Ya, kalau memang sudah tahu aku ini pembohong kok masih diangkat juga sebagai hakim? Inilah
jawaban Abu Hanifah untuk mengelak menjadi seorang pejabat negara.

G. Karya-Karya Imam Abu Hanifah

Sebagian ulama yang terkemuka dan banyak memberikan fatwa, Imam Abu Hanifah meninggalkan
banyak ide dan buah fikiran. Sebagian ide dan buah fikirannya ditulisnya dalam bentuk buku, tetapi
kebanyakan dihimpun oleh murid-muridnya untuk kemudian dibukukan. Kitab-kitab yang ditulisnya
sendiri antara lain:

1. al-Fara’id: yang khusus membicarakan masalah waris dan segala ketentuannya menurut hukum Islam.

2. asy-Syurut: yang membahas tentang perjanjian.

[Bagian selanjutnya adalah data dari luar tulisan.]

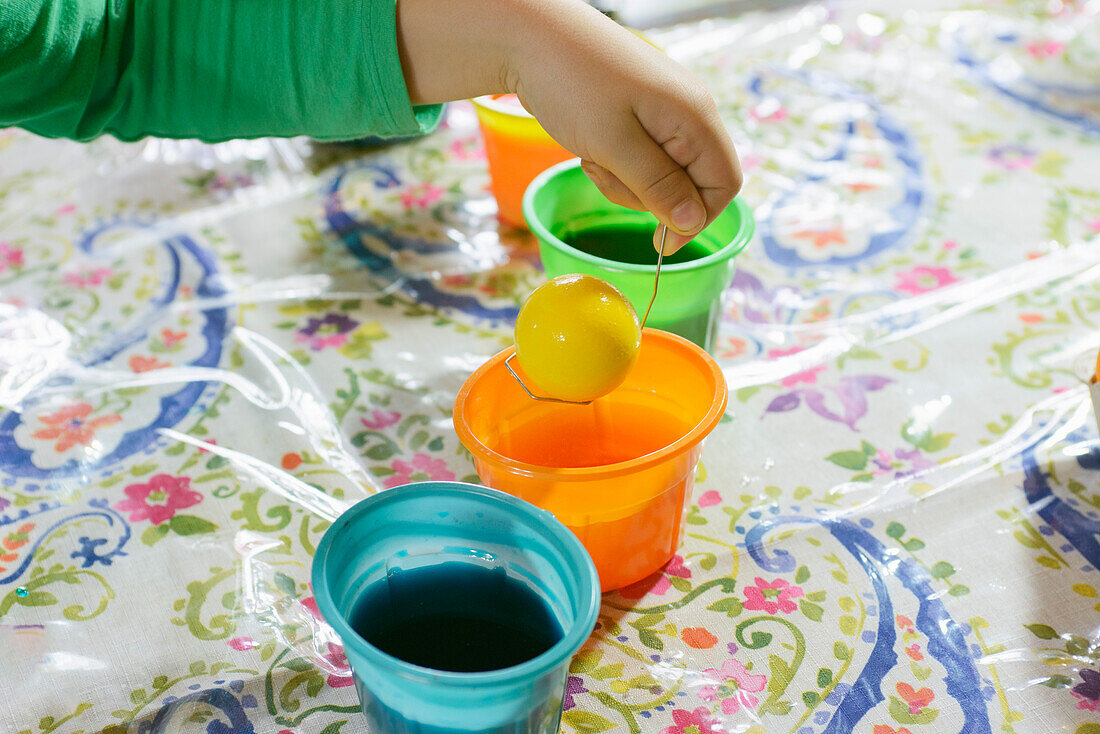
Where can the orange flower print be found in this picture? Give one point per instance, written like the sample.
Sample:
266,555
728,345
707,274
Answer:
915,700
699,637
823,238
172,338
12,541
69,426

3. al-Fiqh al-Akbar: yang membahas ilmu kalam atau teologi dan diberi syarah (penjelasan) oleh Imam
Abu Mansur Muhammad al-Maturidi dan Imam Abu al-Muntaha al-Maula Ahmad bin Muhammad al-
Maghnisawi.

H. Wafatnya

Imam Abu Hanifah wafat di Kota Baghdad pada tahun 150 H/767 M. Imam Ibnu Katsir mengatakan, “6
kelompok besar Penduduk Baghdad menyolatkan jenazah beliau secara bergantian. Hal itu dikarenakan
banyaknya orang yang hendak menyolatkan jenazah beliau.”

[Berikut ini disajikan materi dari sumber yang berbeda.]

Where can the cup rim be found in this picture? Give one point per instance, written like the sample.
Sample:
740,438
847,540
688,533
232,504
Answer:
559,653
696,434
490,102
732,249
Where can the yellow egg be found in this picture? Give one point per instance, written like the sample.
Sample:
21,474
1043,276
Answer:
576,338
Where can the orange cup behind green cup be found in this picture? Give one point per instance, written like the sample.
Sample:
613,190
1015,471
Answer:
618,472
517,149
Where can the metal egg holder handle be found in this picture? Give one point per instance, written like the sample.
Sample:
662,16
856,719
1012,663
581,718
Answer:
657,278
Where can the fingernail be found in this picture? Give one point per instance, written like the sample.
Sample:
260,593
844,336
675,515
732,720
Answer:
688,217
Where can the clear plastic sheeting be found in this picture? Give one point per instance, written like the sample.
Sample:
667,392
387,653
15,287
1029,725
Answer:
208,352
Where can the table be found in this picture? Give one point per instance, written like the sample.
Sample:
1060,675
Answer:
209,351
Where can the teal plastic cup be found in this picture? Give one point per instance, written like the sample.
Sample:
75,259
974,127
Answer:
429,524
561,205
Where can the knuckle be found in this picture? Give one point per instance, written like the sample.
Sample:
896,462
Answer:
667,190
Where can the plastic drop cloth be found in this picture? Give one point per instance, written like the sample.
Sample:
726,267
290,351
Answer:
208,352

Di masa Turki Utsmani, sebuah masjid di Baghdad yang dirancang oleh Mimar Sinan didedikasikan untuk
beliau. Masjid tersebut dinamai Masjid Imam Abu Hanifah. Sepeninggal beliau, madzhab fikihnya tidak
redup dan terus dipakai oleh umat Islam, bahkan menjadi madzhab resmi beberapa kerajaan Islam
seperti Daulah Abbasiyah, Mughal, dan Turki Utsmani. Saat ini madzhab beliau banyak dipakai di daerah
Turki, Suriah, Irak, Balkan, Mesir, dan India.